26 August 2015 – Crude futures held in a narrow band on Wednesday not far off 6.5-year lows after China’s central bank moved to support the country’s stumbling economy, while concerns about a supply glut capped gains.
Asian stocks fell on Wednesday, and the US dollar has broadly lost steam as traders unwound massive carry trade bets in recent years based on higher yielding assets and instead flocked to safe-haven currencies such as the euro and yen.
Brent was trading down 3 cents at $43.18 a barrel early on Wednesday after it settled up 52 cents at $43.21 a barrel on Tuesday. US October crude was also down 6 cents at $39.25 a barrel, after ending $1.07 higher at $39.31 previously.

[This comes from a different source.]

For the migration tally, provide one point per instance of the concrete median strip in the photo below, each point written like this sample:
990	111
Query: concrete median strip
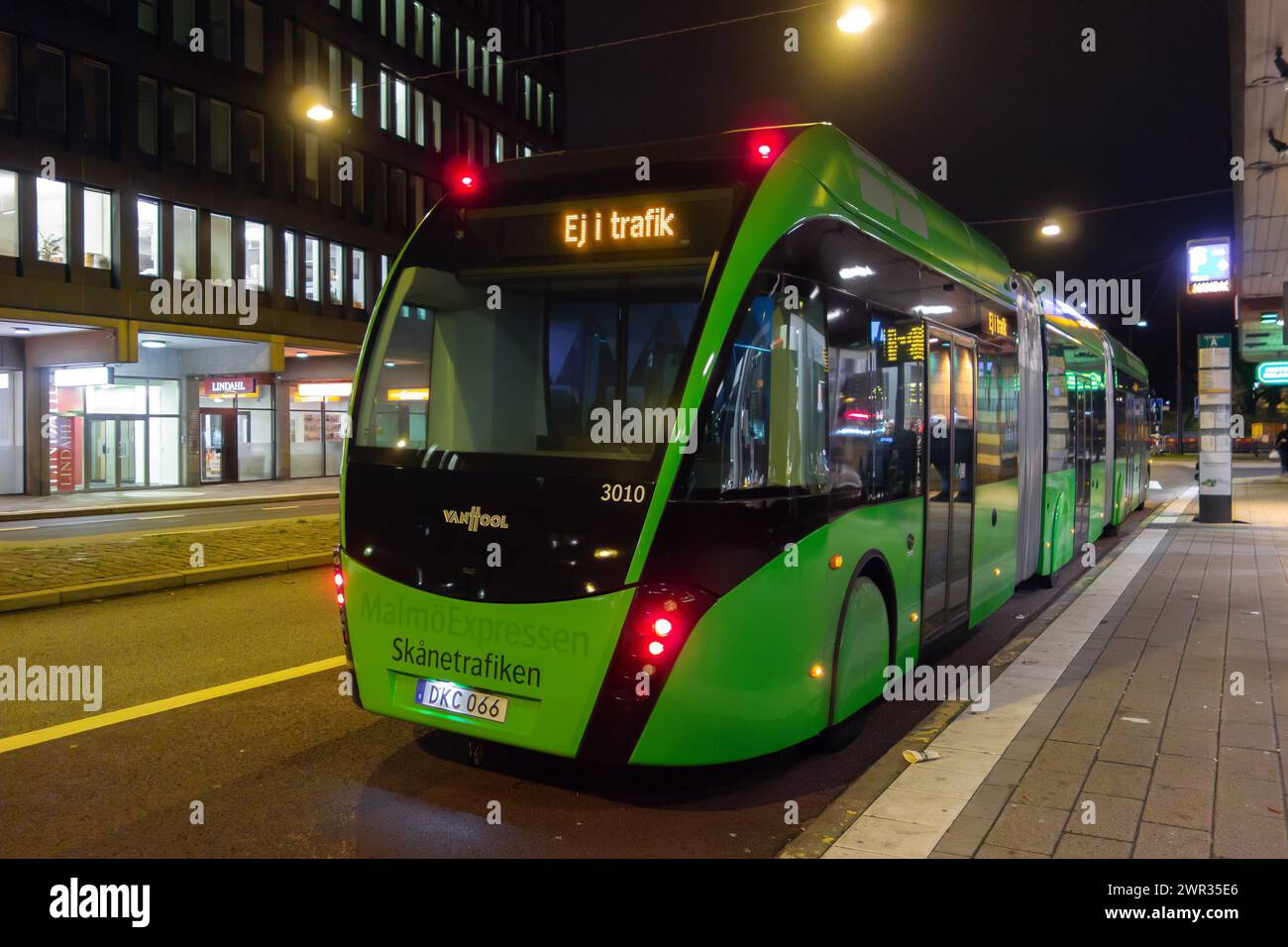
115	716
130	585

ANZ said China’s rate cuts had calmed commodity markets, but they remained cautious and gains would be limited.
“The displacement of high cost supply from the United States is taking much longer than expected, and it’s likely to keep the market substantially oversupplied in the short term,” it said.
Daniel Ang, an investment analyst at Phillip Futures, said China’s rate cut prevented oil prices from finding a new low. “However, with a new day, new challenges await. We would likely be seeing US crude inventories pushing prices down today due to slowing refinery activities.”

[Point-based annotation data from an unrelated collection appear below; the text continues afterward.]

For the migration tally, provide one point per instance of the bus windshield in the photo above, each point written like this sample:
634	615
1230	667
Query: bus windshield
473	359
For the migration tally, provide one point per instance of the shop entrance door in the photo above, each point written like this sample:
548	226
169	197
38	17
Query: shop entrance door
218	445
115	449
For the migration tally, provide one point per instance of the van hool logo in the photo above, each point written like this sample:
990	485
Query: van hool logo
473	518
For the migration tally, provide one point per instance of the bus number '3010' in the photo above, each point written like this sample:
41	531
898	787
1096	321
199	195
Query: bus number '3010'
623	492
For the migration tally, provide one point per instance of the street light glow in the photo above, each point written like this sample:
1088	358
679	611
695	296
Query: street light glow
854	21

US crude stocks fell by 7.3 million barrels last week to 449.3 million, compared with analysts’ expectations for a rise of 1 million barrels as refinery runs rose, data from the American Petroleum Institute showed on Tuesday. Energy Information Administration data is due on Wednesday.

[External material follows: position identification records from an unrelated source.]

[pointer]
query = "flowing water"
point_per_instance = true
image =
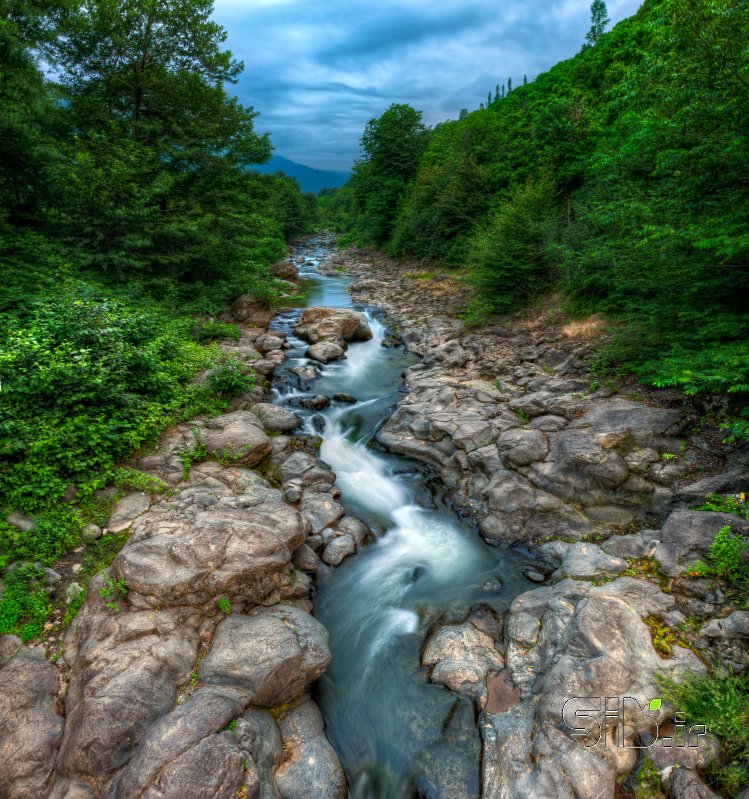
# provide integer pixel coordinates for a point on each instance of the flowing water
(398, 736)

“While the rate of global oil stock build is still set to decline, stocks will build for longer than initially anticipated,” BNP Paribas said late on Tuesday.
“As such, any price improvement will most likely take place from a lower starting point and the pace of any price improvement is likely to be slower than previously assumed.”
Macquarie noted a slowdown in auto sales which impact many commodities including oil in China and other emerging markets such as Russia, Indonesia, Brazil and Thailand.
“Industrial demand has struggled in many key emerging markets – this is perhaps best evidenced by auto sales, where the trend has continued to slide into mid-2015,” the bank said.
In China, car sales have fallen for four straight months, with the steepest month so far in July, at over 7%.
Iran will ramp up crude production and reclaim its lost share of exports shortly after international sanctions on the Opec member are lifted, Iran’s oil minister Bijan Zanganeh said on Tuesday, while Nigeria is also boosting exports.
With oil falling further, support is growing among non-Gulf members for action and even some Gulf officials are concerned about the latest drop in prices. Policymakers in top Opec producer Saudi Arabia have remained publicly silent.